»Pst! Nicht so laut, Isabell! Wenn jemand wach wird und uns hört, sind wir verloren. Zwei Tage Arrest ist das mindeste, was uns blühen kann.«
»Hätte ich diesen Blödsinn nur nicht mitgemacht«, kommt die erboste Stimme von Isabell von Bonin zurück. »Das ist wieder so eine verrückte Idee von dir, Ulla.«
»Ach was! Prima ist das. Du wirst sehen, wir werden uns auf dem Trachtenfest blendend amüsieren.«
»Sind wir noch nicht unten?« flüsterte Isabell.
»Noch zwei Stufen«, raunt Ulla Eschenbach zurück.
Die beiden jungen Damen sind damit beschäftigt, eine Leiter an der Hauswand hinunterzusteigen.

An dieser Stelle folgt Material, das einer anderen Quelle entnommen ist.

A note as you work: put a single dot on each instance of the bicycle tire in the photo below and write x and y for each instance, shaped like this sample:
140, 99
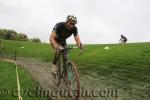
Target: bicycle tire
73, 84
59, 74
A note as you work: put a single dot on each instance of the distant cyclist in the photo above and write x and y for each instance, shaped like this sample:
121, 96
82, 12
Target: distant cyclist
60, 33
123, 39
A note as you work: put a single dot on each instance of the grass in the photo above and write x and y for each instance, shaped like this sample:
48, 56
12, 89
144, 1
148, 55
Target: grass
8, 82
126, 66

Es ist zehn Uhr abends. Sie können nur ahnen, wo die nächste Stufe ist, denn die Mondsichel kommt nur alle paar Minuten hinter einer Wolke hervor und beleuchtet schwach das nächtliche Abenteuer.

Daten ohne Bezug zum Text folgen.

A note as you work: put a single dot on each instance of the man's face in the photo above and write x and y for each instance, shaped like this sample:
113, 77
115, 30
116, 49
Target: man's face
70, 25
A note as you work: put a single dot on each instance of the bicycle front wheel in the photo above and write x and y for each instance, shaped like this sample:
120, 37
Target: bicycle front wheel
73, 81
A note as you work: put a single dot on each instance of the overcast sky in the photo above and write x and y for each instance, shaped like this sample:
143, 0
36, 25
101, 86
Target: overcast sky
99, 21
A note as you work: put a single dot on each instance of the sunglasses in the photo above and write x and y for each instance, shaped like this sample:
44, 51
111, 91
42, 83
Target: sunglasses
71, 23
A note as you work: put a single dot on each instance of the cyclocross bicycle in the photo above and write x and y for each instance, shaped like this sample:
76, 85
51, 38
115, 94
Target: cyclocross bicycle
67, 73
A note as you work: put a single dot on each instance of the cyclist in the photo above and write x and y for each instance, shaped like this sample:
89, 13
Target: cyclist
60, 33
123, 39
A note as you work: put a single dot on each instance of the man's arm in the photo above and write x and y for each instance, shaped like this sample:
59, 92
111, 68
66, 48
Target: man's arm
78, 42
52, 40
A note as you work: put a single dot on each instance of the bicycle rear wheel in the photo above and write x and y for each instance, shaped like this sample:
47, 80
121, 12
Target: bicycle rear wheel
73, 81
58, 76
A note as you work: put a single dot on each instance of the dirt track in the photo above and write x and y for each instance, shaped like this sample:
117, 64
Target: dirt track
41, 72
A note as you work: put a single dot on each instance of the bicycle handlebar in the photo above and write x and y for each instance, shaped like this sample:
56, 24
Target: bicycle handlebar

Ulla ist schon auf der feuchten Gartenerde angelangt und breitet beide Arme aus, um ihre Freundin Isabell zu helfen.
»Nun noch die Leiter weg«, sagt Ulla, »wir legen sie lautlos auf die Erde, damit wir nachher wieder auf demselben Weg ins Haus können.«
Beide fassen sie an und lassen die leichte Leiter zur Erde gleiten.
Sie werfen noch einmal einen prüfenden Blick auf die Hausfassade. Aber es bleibt alles dunkel und still.
»Das hätten wir geschafft«, sagt Ulla und reibt sich vergnügt die Hände. »In der Gartenlaube liegen unsere Dirndlkleider.«
Sie ducken sich und schleichen durchs Gebüsch zur Gartenlaube. Aus einem Karton zieht Ulla zwei Dirndlkleider.
Hastig ziehen sich die beiden Mädchen an. Die Frisuren werden geändert. Sie erkennen sich fast selber nicht mehr wieder, als sie sich im Mondschein in einem kleinen Taschenspiegel betrachten.
»Beinahe sehen wir aus wie die Bauerntrampel«, erklärt Ulla und kann sich kaum halten vor Lachen.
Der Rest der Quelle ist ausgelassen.